1.  for MC generation = 1...M do
2.    for walker = 1...Nw do
3.      let R = {r1...rN}
4.      for particle i = 1...N do
5.        set r'_i = r_i + del
6.        let R' = {r_1...r'_i...r_N}
7.        ratio p = Psi_T(R')/ Psi_T(R) (Jastrow factors, 3D B-Spline, Determinants)
8.        derivatives \nabla_i log(Psi_T), \nalba^2_i log(Psi_T) (Jastrow factors, 3D B-Spline, Determinants)
9.        if r --> r' is accepted then
10.         update state of a walker (Inverse Update)
11.       end if
12.     end for {particle}
13.     local energy E_L = H Psi_T(R)/Psi_T(R) (Jastrow factors, 3D B-Spline)
14.     reweight and branch walkers
15.   end for {walker}
16.   update E_T and load balance
17. endfor {MCgeneration}

miniQMC currently implements only a single walker to focus on single-node performance explorations, and so discards the two outer-most loops shown above. miniQMC mimics QMCPACk in the abstraction of the wavefunction into its components, which are the 1,2,3-body Jastrow functions and the determinant matrix; each of these pieces derive from a common Wavefunction base class and have their own implementation of functions such as ratio computation and gradient evaluation.

Important kernels

Determinant update (inverse matrix update)

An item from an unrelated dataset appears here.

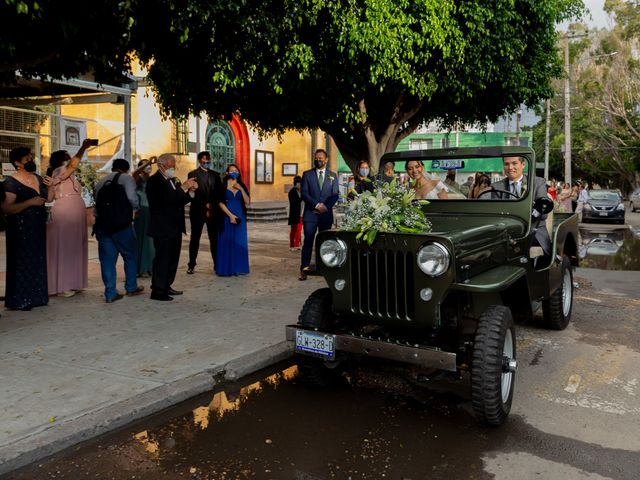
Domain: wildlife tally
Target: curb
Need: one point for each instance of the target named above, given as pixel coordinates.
(87, 426)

As electrons are moved in the Monte Carlo, DMC uses the Sherman-Morrison algorithm to perform column-by-column updates of the Slater determinant (matrix) component of the wave- functions. Updating the Slater matrix is the source of the cubic scaling of our calculations. This algorithm relies on BLAS2 functions. In current calculations it is 30-50% of computation time and is therefore a major optimization target. In addition to searching for improved performance portable implementations, we will investigate using a delayed update method which reduces this bottleneck.

There are various algorithms and implementations that compute the updated determinant matrix generally based on the Sherman-Morrison formula. The one currently used by the main path of QMCPACK is as given in Eqn (26) of Fahy et al. 1990. An alternate variation is described in K. P. Esler, J. Kim, D. M. Ceperley, and L. Shulenburger: Accelerating Quantum Monte Carlo Simulations of Real Materials on GPU Clusters. Computing in Science & Engineering, Vol. 14, No. 1, Jan/Feb 2012, pp. 40-51 (section "Inverses and Updates"). The reference version implemented by miniQMC in src/QMCWaveFunctions/DeterminantRef.h uses the Fahy variant.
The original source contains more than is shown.